Melanie Esparza Week 8

It was very interesting to read Robert Lanza’s piece “The American Scholar: A New Theory of the Universe” because it deals with some of the most complicated questions I’ve ever asked. From the time we are born, we are taught that time flows forward, and there is no way to go back or forward. Similarly, we are taught that we can not travel in space. I didn’t really start questioning any of this until I came to college and took a class in astronomy. In this class, we went into depth into the big bang theory and it’s always felt like an incomplete equation. Scientists theorize that there was a random bang that created this universe, but how can that be explained. How can the universe be infinitely expanding with no source of energy or perturbation to have caused this? Moreover, how is it that such perfect conditions were met such as those required for life on Earth? Robert mentions that there are at least 200 very specific parameters within our solar system alone that are necessary for life as it is.
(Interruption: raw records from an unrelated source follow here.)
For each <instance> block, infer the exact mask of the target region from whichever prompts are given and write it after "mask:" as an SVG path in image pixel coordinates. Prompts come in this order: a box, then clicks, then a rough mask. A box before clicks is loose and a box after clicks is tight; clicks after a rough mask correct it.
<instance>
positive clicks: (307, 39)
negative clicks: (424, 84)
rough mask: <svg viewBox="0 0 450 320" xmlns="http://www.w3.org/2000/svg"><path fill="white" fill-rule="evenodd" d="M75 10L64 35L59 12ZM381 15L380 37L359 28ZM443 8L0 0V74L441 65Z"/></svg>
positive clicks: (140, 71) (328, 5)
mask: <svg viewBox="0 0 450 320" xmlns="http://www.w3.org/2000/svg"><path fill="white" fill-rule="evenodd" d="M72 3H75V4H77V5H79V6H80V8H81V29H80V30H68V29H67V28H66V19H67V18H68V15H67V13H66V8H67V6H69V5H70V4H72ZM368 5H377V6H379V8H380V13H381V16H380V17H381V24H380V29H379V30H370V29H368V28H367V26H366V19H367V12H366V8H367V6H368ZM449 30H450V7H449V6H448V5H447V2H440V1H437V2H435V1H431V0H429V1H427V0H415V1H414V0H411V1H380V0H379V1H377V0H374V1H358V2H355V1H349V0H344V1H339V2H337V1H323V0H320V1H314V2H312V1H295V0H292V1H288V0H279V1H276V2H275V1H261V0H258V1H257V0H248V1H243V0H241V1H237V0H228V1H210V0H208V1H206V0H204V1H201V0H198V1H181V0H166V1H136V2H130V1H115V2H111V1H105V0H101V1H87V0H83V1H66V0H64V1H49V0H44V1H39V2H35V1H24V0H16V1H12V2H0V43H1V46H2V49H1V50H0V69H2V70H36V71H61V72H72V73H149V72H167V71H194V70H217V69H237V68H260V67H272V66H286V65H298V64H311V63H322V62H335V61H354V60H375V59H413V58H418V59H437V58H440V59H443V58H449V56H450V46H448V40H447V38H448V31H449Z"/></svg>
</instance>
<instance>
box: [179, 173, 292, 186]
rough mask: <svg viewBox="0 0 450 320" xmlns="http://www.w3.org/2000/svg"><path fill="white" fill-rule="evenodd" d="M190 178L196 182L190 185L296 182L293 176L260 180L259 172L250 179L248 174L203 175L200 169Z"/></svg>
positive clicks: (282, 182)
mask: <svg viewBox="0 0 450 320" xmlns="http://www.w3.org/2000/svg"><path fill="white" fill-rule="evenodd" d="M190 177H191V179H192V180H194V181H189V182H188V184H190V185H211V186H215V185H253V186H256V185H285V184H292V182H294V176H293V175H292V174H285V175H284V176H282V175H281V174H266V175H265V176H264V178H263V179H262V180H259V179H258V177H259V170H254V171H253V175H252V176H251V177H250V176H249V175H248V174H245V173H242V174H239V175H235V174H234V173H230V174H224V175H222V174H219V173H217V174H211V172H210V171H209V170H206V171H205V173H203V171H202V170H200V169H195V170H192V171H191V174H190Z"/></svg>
Scientific theory assumes this to be random, but it’s such a leap from everything else which must always be quantified. Robert describes that time and space are relative to ourselves and what we have been told. This makes perfect sense when you consider that our reality truly is just our perception of it. We already know that our eyes are only capable of seeing within a certain range of wavelengths and our ears are limited to certain frequencies. There is a lot that we are not hearing and seeing. Perhaps there is more that we are not feeling either. A human’s reality will be very different from a fly’s reality, but they are both just as real and unreal. We are used to viewing the world through an anthropocentric lens, but that limits our perception.